Volkswagen’s internal software unit, CARIAD, has been a cautionary tale of corporate ambition colliding with execution reality. After years of massive spending, structural challenges and delayed deliveries, VW restructured its approach — including partnerships with external software platforms like Rivian and Xpeng — rather than rely solely on in-house tools.
This struggle illustrates a broader industrial lesson: developing automotive software cannot simply be inherited from smartphone sector playbooks. The complexity of safety-certified systems and the deep integration with vehicle hardware creates a moat that is hard to cross without decades of domain expertise.
From Obsolete to Indispensable
BlackBerry’s evolution from handset maker to embedded software stalwart is a rare corporate renaissance.
Hardware margins gave way to software royalties. QNX’s revenue model — licensing per vehicle — brings recurring income with high profitability that hardware never delivered.
Brand perception shifted quietly. The company went from “obsolete phone maker” to indispensable part of the automotive value chain.
Market relevance surged. QNX now sits at the core of tens of millions of the world’s newest cars — and nearly every major manufacturer needs it in the age of software-defined vehicles.

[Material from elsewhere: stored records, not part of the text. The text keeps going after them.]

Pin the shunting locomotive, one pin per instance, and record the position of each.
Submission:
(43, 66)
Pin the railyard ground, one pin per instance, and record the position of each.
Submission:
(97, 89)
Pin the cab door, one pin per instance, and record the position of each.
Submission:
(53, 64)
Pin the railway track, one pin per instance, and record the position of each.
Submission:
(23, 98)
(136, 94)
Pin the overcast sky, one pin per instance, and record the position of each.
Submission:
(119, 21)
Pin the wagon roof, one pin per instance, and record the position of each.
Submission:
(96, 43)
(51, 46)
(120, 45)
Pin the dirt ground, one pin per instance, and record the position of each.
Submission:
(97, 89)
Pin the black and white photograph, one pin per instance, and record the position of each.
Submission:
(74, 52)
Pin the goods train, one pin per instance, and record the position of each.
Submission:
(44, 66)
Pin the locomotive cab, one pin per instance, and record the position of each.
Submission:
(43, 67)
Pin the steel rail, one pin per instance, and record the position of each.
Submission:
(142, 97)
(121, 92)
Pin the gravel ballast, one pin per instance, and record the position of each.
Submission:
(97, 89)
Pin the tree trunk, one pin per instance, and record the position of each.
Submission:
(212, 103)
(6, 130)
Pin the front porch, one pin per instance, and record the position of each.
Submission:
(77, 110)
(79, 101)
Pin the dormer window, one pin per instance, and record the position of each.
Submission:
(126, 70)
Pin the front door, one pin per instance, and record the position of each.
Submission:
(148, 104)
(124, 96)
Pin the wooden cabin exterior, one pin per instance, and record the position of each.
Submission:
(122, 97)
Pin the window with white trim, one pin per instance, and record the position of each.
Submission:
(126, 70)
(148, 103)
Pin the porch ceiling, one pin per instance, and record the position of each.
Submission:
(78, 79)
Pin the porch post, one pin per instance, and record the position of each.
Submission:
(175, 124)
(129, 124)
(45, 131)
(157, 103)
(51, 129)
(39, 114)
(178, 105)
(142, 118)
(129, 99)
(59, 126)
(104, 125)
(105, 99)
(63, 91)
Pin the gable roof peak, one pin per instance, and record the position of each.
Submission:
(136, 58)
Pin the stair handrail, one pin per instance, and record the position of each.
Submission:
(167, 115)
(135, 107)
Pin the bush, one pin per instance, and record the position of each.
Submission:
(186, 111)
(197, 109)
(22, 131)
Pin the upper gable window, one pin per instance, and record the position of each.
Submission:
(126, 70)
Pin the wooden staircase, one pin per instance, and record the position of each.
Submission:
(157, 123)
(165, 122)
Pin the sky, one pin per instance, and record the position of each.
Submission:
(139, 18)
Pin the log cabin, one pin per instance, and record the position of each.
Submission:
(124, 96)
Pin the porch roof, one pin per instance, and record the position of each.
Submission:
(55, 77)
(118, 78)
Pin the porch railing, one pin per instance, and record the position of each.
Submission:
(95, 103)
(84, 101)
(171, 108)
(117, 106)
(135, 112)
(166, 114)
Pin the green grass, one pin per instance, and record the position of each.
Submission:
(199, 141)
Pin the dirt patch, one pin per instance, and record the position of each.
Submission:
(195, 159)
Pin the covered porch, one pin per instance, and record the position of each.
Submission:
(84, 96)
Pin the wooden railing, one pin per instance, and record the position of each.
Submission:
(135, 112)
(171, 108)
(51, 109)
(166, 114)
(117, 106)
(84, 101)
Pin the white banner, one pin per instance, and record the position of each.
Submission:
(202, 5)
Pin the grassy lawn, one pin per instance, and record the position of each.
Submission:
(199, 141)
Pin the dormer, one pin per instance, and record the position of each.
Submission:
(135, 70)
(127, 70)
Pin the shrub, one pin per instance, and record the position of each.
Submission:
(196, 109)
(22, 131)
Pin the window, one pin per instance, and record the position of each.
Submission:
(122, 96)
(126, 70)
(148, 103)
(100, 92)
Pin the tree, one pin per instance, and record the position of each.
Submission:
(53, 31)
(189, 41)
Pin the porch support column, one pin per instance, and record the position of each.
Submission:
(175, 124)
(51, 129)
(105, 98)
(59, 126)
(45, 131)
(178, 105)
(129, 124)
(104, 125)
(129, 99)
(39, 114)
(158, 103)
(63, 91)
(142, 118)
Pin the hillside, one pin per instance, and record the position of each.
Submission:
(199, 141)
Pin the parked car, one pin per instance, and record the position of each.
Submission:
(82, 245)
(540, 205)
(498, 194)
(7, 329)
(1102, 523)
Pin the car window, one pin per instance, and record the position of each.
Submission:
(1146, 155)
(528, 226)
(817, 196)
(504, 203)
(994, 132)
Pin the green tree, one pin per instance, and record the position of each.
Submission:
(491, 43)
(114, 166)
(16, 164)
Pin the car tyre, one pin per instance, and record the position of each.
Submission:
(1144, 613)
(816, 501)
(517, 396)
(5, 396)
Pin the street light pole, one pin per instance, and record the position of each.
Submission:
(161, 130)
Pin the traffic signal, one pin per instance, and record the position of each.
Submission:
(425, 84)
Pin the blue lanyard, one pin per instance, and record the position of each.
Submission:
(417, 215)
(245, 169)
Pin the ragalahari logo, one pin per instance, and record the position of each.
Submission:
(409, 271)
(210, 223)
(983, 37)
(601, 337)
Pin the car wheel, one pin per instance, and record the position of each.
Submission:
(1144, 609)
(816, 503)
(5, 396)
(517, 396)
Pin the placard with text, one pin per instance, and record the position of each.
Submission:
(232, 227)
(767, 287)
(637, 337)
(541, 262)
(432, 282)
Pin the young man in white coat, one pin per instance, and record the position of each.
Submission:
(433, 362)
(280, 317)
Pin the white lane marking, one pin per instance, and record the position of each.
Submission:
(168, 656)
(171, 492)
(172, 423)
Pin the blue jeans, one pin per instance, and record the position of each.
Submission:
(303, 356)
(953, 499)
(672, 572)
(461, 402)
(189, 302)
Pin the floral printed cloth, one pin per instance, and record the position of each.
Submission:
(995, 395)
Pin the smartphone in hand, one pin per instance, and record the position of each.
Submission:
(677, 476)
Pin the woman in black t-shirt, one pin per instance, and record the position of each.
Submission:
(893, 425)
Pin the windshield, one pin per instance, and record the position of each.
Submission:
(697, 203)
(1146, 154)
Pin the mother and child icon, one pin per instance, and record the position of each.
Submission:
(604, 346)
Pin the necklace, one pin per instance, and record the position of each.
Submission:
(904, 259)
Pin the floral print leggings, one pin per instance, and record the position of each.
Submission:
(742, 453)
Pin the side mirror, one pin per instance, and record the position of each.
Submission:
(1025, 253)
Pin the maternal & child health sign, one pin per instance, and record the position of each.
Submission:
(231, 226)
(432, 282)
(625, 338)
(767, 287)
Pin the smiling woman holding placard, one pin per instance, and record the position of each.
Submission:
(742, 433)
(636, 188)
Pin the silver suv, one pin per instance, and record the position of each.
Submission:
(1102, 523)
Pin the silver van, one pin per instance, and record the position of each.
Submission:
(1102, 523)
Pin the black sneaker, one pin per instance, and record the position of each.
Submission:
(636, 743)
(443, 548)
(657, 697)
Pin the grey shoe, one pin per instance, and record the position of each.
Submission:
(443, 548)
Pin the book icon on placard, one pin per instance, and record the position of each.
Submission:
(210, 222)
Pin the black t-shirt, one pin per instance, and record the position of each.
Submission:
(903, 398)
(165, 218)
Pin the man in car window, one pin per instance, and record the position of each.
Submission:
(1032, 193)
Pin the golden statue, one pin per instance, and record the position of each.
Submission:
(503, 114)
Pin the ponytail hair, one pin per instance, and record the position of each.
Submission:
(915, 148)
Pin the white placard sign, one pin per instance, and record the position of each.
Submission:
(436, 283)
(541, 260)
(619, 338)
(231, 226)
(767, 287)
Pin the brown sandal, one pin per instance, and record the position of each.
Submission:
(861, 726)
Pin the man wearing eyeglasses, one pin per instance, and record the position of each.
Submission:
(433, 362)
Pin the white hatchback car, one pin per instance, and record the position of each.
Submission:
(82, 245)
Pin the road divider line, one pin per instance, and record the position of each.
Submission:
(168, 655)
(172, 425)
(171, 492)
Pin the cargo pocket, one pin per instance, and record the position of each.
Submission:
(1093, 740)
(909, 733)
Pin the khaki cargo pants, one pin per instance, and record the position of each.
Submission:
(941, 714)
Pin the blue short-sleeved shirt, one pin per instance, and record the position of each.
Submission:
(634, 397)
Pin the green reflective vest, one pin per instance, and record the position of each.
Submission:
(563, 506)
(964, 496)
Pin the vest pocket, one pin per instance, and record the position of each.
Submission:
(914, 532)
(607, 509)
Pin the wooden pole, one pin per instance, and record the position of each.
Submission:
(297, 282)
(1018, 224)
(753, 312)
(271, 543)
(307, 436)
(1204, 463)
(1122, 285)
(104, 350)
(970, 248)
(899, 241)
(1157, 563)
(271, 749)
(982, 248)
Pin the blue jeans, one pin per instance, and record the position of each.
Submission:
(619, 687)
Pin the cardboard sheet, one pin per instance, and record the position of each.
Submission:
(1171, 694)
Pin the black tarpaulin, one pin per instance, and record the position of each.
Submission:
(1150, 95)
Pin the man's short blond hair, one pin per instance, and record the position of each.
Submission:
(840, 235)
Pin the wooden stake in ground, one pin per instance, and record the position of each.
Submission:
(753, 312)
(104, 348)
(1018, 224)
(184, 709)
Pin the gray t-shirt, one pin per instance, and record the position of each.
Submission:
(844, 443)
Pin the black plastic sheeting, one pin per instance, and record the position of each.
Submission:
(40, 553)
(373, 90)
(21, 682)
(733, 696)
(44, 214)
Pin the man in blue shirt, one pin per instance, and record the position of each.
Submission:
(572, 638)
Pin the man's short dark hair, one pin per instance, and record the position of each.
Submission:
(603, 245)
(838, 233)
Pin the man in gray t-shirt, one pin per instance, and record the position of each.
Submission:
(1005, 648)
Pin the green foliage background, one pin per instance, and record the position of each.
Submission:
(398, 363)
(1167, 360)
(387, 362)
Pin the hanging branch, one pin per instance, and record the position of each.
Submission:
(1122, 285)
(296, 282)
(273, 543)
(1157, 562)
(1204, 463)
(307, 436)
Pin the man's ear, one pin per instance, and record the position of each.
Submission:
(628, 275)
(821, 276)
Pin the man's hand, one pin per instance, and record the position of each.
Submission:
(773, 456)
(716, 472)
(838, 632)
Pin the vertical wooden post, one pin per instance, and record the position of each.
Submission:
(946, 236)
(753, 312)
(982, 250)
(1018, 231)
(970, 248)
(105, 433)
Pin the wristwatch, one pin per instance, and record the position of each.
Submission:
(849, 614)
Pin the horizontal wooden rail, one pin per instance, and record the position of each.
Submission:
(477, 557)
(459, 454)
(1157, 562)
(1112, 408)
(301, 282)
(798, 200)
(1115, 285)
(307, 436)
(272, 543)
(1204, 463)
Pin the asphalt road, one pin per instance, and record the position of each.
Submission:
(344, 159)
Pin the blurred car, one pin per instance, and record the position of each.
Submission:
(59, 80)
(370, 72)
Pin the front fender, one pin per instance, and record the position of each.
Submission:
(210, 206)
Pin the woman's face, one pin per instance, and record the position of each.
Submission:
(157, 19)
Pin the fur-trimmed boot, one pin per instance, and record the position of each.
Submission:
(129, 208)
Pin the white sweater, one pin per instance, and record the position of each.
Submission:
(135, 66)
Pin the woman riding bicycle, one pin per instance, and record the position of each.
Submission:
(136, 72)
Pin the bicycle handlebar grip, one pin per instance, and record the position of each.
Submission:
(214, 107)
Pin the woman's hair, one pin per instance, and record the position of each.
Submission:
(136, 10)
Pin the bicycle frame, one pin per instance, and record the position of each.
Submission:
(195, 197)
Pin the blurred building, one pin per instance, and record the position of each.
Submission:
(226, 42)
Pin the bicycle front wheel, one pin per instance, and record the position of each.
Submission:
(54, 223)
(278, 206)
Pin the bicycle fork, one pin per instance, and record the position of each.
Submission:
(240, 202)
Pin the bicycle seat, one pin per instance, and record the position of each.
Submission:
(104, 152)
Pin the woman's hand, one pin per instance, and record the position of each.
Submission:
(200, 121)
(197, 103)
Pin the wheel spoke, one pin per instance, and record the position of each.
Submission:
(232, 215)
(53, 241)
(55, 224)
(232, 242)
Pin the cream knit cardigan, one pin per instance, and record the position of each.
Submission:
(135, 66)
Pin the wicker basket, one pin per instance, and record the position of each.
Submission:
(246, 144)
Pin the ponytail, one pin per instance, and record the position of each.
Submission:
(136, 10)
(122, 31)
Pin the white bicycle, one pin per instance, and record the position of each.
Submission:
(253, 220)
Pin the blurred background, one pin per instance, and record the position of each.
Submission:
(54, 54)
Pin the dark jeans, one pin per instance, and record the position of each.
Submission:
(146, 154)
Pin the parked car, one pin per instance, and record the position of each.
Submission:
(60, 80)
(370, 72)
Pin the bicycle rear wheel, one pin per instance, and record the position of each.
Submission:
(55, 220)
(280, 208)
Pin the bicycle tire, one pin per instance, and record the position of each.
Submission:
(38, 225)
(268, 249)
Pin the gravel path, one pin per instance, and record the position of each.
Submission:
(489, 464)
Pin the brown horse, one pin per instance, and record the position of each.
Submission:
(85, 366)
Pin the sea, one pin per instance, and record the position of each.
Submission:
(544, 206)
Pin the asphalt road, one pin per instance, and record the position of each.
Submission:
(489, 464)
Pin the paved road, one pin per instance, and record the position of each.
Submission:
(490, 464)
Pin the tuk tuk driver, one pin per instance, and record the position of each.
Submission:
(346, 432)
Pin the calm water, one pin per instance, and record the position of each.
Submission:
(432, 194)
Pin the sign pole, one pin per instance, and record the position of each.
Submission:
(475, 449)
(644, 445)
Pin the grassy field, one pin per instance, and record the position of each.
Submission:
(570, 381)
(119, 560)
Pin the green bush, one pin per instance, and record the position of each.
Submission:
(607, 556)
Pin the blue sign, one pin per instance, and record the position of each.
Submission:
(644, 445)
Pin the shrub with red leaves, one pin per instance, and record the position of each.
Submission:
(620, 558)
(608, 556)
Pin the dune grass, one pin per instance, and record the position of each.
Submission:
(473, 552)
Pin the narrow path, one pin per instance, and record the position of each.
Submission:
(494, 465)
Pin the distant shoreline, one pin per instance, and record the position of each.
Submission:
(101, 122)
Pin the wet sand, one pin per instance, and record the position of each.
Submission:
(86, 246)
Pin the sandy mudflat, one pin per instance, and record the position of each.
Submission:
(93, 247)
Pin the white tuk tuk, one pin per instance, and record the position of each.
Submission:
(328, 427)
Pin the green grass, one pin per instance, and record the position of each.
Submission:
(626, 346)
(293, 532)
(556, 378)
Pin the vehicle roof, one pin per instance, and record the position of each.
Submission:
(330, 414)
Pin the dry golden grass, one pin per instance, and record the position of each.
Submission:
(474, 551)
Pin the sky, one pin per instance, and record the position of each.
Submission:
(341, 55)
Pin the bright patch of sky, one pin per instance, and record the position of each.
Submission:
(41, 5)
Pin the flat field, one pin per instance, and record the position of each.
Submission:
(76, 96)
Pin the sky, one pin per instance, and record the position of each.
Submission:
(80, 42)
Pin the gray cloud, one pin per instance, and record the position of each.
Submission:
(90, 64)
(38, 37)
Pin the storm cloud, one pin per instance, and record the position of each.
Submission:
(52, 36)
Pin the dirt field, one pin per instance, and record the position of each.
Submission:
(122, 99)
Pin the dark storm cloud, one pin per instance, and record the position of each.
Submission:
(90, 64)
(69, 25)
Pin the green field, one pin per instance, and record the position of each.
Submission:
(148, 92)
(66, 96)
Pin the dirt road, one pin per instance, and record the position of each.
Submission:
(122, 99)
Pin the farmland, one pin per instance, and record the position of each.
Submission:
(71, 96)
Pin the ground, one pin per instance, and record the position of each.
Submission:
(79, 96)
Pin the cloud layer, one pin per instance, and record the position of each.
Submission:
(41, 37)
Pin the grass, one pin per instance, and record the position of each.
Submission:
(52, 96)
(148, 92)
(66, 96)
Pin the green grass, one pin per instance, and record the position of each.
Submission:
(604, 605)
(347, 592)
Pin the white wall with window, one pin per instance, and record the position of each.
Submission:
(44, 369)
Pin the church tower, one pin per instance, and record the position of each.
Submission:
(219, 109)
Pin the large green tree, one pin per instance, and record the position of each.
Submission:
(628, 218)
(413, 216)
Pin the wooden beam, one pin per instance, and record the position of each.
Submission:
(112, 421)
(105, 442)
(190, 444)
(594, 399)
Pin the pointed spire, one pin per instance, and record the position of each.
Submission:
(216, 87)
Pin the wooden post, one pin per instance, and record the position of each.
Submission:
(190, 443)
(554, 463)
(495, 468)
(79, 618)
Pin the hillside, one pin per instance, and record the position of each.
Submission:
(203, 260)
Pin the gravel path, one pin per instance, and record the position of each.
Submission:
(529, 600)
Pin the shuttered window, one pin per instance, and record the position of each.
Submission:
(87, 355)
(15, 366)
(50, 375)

The irony is not lost on industry strategists: a company laughed out of one market quietly became a backbone in another — even as the biggest names in tech invested billions chasing a dream that never took shape.
The Road Ahead
The future of automotive software is still unfolding. OEMs are wrestling with how to balance third-party platforms, open-source tools, and proprietary development. BlackBerry’s entrenched position gives it a valuable vantage point, but competitors are emerging as vehicles become ever more connected and autonomous.

Image: CEO John Chen
Apple’s exit from Titan doesn’t mean the company is done with cars. It does, however, underscore the scale and difficulty of the challenge. In contrast, BlackBerry’s decades-long commitment to embedded systems has yielded a footprint few outside the automotive industry suspected.
Drivers may laugh about BlackBerry phones — but millions of them are quite literally driving with BlackBerry code under their dashboards.